GGEs are very common epilepsies with broad phenotype spectrum resulting from genetic etiologies. Compared with the fast development of genetic epilepsy, there is a relative stagnation in progress of GGEs. The genetic mechanisms underlying GGEs are complicated and there are many clinical and genetical overlaps. CAE patients are always reported with FS and more vulnerable to evolve into JAE or JME. GEFS+ can be accompanied by FS, CAE, JME, MAE et al. There are indeed many other phenotypes of the genes discussed above, such as generalized tonic-clonic, absence, myoclonic, and complex partial seizures in patients with SLC2A variants; CAE, Dravet syndrome, as well as patients with just a few seizures in patients with GABRA1 variants. Further studies are needed to better understand the architecture of GGEs in the future. GWAS and next-generation sequencing (NGS) offer us broad roads to achieve this goal. Recently, a study on associating ultra-rare coding variants with genetic generalized epilepsy through a case-control whole-exome sequencing study demonstrated that ultra-rare coding variants (URVs) in GABRG2 is an underlying important risk factor for GGE. Compared with sporadic GGE, it is more pronounced in familial GGE about the relevancy of URVs in genes representing the GABAergic pathway [126]. It shows that this technique could help us further understand the genetic heterogeneity and apparently complex inheritance of GGEs.
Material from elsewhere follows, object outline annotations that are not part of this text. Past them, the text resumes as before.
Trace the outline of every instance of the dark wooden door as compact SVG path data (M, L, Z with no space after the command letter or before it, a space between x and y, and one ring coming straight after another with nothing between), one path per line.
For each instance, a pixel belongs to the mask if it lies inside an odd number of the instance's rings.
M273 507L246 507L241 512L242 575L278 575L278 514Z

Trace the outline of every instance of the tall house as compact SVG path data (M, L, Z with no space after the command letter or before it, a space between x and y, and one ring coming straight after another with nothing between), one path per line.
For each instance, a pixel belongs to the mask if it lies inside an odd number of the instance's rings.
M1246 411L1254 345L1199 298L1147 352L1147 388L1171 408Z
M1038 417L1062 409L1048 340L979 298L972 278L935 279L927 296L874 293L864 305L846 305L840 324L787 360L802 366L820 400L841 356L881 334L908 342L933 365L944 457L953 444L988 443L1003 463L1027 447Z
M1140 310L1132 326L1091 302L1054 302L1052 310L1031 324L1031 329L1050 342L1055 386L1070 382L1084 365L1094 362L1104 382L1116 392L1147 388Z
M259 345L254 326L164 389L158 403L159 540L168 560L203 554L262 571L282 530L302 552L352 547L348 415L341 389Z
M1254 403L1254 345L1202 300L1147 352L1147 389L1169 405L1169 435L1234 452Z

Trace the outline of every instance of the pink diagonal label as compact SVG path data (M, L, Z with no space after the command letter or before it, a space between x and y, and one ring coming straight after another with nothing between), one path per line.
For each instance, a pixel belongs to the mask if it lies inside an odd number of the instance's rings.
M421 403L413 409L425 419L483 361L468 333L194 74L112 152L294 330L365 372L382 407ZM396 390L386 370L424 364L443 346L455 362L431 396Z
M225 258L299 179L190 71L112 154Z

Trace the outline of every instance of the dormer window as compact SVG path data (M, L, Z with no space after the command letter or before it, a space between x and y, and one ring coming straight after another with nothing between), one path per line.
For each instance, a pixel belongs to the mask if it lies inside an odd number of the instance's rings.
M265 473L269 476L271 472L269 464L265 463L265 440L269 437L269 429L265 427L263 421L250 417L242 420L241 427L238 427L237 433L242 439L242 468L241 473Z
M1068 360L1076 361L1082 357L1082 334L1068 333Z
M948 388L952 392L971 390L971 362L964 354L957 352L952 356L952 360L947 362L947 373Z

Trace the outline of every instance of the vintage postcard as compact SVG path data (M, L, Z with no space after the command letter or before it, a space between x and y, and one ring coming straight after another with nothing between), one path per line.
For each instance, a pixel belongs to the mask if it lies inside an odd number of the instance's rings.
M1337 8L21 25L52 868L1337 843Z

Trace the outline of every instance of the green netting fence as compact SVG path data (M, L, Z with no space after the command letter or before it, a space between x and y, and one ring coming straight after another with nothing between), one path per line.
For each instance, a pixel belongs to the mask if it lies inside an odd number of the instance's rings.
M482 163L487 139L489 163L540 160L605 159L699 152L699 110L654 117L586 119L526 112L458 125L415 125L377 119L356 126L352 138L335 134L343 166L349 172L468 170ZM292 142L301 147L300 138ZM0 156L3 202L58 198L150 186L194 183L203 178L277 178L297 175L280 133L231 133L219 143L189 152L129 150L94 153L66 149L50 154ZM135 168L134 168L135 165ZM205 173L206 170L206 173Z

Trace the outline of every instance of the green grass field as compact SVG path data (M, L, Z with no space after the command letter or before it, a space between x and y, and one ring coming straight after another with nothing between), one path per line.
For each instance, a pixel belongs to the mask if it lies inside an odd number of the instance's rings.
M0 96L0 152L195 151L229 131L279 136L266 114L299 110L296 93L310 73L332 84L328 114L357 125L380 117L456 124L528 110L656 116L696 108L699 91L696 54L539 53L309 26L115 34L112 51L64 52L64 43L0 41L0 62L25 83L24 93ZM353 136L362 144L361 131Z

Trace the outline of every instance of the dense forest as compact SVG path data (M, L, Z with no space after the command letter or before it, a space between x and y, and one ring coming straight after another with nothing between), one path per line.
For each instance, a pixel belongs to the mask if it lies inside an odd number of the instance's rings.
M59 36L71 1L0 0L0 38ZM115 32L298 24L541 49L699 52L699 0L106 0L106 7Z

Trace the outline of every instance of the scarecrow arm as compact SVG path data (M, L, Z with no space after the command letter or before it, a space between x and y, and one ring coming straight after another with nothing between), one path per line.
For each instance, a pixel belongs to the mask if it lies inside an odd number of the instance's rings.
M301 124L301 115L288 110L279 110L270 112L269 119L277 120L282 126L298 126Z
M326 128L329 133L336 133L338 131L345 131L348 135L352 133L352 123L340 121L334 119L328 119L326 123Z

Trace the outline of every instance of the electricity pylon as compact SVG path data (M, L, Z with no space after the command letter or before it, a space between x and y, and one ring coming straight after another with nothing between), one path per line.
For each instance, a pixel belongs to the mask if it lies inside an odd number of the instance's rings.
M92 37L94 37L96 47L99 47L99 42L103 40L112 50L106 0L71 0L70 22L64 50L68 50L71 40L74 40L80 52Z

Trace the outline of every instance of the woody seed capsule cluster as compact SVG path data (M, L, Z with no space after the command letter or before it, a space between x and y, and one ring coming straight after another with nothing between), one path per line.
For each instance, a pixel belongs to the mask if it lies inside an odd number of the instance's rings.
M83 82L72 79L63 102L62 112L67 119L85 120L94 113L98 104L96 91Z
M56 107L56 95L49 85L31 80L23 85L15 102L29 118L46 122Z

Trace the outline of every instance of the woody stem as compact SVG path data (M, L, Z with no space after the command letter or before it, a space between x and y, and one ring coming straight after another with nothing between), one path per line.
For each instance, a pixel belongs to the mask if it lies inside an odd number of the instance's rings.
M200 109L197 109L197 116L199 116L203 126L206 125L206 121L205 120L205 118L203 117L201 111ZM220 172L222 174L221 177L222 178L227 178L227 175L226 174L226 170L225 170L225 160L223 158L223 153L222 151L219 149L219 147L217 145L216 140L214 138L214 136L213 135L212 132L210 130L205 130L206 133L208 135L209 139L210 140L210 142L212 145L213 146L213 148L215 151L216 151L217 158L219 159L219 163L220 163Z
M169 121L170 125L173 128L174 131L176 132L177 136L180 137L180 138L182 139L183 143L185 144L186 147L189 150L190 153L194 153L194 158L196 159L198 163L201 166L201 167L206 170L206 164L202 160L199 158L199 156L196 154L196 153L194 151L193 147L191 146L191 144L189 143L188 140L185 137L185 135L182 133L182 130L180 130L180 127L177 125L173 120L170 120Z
We are currently in a phase of genomic paradigm shifts from candidate gene approach to a hypothesis-free approach, from a data-poor field of science to a big data science. As an unbiased, stringent, hypothesis-free, and robust method, GWAS provided an insight into the common variants of GGE, albeit common variants made limit contribution to GGE and the outcomes of GWAS were sometimes disappointing. Large-scale NGS including exome and genome-sequencing studies will uncover more and more pathogenic genes in GGEs, which requires international collaboration, data sharing and joint publications in the future.